Une adoption variable des outils numériques

L'enquête concernant l’arboriculture a été effectuée en ligne, en 2019, auprès de 62 conseillers (OP, Chambres d’agriculture, indépendants, instituts techniques et stations d’expérimentation), puis d’entretiens avec des techniciens et experts de la profession. Pour l’enquête de la filière maraîchage, menée également en 2019, 70 maraîchers et 46 conseillers ont répondu à l’enquête en ligne, tandis que 14 entretiens ont été réalisés avec des techniciens et experts.

Il en ressort une adoption variable des outils numériques par les arboriculteurs et maraîchers. Une des spécificités de l’arboriculture (et du maraîchage dans une moindre mesure), par rapport aux autres filières agricoles, est l’utilisation courante de capteurs fixes : stations météo et sondes au sol. Les sondes sont utilisées de manière hétérogène par les arboriculteurs, et spécifiquement dans les zones de production irriguées. Les dendromètres semblent encore peu utilisés par les producteurs de fruits. « Les raisons évoquées sont la complexité d’usage et d’interprétation des données », indique l’enquête de l’Observatoire. En maraîchage, 35 à 45 % des producteurs interrogés utilisent des outils de mesures fixes, stations météo (pluviomètres, anémomètres, thermomètres) et/ou sondes au sol (capacitives, tensiométriques). Les cultures sous serres sont bien sûr fortement utilisatrices des outils numériques : mesure de l’environnement, pilotage de l’irrigation, ferti-irrigation, ventilation…

Une meilleure connaissance des sols

Que ce soit en arboriculture ou en maraîchage, les outils classiques de l’agriculture de précision (géolocalisation, télédétection par satellite…) sont beaucoup moins utilisés qu’en grandes cultures ou viticulture, ou pour des usages spécifiques comme le désherbage de précision ou la plantation.

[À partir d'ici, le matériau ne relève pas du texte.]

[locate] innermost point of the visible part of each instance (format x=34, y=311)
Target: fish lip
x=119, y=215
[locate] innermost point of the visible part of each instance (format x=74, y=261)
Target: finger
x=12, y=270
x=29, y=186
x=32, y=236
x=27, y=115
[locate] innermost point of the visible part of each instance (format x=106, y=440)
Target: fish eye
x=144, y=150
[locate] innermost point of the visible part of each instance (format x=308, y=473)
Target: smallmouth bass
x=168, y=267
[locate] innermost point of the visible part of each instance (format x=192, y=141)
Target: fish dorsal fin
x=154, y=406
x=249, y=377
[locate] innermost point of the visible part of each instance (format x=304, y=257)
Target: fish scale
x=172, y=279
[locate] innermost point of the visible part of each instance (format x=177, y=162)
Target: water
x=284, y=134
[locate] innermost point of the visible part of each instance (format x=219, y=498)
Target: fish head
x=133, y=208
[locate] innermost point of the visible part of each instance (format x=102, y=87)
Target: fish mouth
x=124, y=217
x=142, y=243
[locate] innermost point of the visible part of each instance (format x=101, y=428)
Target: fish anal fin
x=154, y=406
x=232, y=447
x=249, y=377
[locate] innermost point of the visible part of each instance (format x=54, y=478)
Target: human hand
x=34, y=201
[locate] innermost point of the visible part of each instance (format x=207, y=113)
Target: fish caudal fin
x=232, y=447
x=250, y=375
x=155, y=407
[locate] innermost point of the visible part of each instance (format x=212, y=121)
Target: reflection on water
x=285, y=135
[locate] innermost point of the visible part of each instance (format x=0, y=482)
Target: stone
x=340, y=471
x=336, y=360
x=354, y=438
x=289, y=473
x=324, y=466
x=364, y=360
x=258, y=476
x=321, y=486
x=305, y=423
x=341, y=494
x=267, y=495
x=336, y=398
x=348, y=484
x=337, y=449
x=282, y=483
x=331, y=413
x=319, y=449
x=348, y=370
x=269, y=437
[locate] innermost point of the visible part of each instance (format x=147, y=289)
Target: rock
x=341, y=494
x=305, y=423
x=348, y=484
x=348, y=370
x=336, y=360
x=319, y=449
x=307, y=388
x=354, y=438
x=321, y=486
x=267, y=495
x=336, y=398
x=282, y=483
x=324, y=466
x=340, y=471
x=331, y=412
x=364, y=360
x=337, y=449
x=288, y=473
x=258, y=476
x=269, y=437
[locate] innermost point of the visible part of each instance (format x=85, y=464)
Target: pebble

Pour les conseillers en arboriculture interrogés, le numérique est un moyen de mieux connaître les parcelles et les produits de récolte, avec plus de précision et d’objectivité. « L’intérêt le plus cité est une meilleure connaissance du comportement des sols à différentes profondeurs, par exemple pour le pilotage de l’irrigation », souligne l’étude de l’Observatoire. Le numérique est aussi un moyen de gagner du temps et de la sérénité pour une majorité de répondants, en arboriculture et en maraîchage. Par exemple en anticipant les risques, en détectant rapidement des fuites dans les réseaux d’irrigation, ou en automatisant certaines tâches de surveillance des cultures.

Les outils numériques permettent également d’améliorer la traçabilité des cultures et des travaux, et ainsi de faciliter la réponse aux cahiers des charges. Certaines économies de charge (intrants) sont aussi mentionnées comme facteurs d’adoption du numérique par les producteurs.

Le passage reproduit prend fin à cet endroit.